In an editorial welcoming the project, the Observer has claimed AI can be used to help journalism “without compromising the essence and integrity of news reporting”.

Editor Paul Giles previously denied posting fictional stories onto the site, but admitted some of the content had been “polished” with AI, as well as using what he termed “creative placeholders” to fill blank spaces.


The homepage of the Bournemouth Observer

The homepage of the Bournemouth Observer

His admission came after police failed to find any record of two incidents the Observer had reported.

Following our probe, Mr Giles announced he was set to remove references to the title being a “newspaper” and focus instead on blogging, although dedicated ‘News’ and ‘Headlines’ channels still appear on the site.

In its editorial, the Observer said: “The Bournemouth Observer welcomes this pioneering move by Google.
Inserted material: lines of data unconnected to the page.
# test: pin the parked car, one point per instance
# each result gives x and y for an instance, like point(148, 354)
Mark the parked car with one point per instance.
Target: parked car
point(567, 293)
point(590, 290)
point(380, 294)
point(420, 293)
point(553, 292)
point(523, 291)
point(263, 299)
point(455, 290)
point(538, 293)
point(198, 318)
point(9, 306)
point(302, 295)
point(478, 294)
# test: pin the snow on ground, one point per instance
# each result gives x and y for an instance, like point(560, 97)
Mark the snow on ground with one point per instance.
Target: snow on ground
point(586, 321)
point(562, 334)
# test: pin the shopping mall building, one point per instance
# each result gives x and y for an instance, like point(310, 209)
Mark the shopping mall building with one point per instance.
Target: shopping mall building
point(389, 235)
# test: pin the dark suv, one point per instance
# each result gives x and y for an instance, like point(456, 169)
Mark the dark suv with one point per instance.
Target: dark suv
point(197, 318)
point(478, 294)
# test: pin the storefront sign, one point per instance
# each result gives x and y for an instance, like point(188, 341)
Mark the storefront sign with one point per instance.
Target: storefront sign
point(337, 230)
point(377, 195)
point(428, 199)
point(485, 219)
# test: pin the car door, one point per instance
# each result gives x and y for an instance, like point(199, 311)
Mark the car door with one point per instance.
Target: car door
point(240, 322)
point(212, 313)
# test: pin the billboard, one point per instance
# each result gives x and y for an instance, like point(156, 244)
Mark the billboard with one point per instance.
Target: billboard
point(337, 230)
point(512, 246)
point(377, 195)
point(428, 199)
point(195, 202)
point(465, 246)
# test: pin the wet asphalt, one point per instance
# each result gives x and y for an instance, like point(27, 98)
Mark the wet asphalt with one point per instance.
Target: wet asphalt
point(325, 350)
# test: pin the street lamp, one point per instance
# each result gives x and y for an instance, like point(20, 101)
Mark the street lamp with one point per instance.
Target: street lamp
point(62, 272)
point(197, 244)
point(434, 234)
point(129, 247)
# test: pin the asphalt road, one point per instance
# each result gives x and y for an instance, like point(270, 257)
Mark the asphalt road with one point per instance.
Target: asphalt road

“It signifies our industry’s readiness to adopt such technological innovations that hold the promise to significantly enhance the role of the journalist without compromisng the essence and integrity of news reporting.

“The evolution of journalism continues, and with AI at the forefront, we look forward to a future where technology and human ingenuity collaborate to deliver accurate, compelling, and high-quality news stories.”

The Observer was originally launched last month with bizarrely-written profiles of 11 ‘journalists’ it claimed to have on staff, including “esteemed editor” David Roberts and “middle-aged journalist” Simon Foster.

However an investigation by HTFP revealed it had used photos from a stock picture archive to illustrate the profiles which Mr Giles later admitted were “pseudonyms”.

We also revealed that the Observer is linked through its IP address to a series of other Dorset businesses including an antiques shop, of which Mr Giles is listed as owner on LinkedIn, a digital marketing operation and a life coaching business.

He subsequently confirmed his intention to move the Observer, which offers advertising opportunities for readers, away from being a news-based project towards being a blog.

HTFP has approached the Observer for further comment.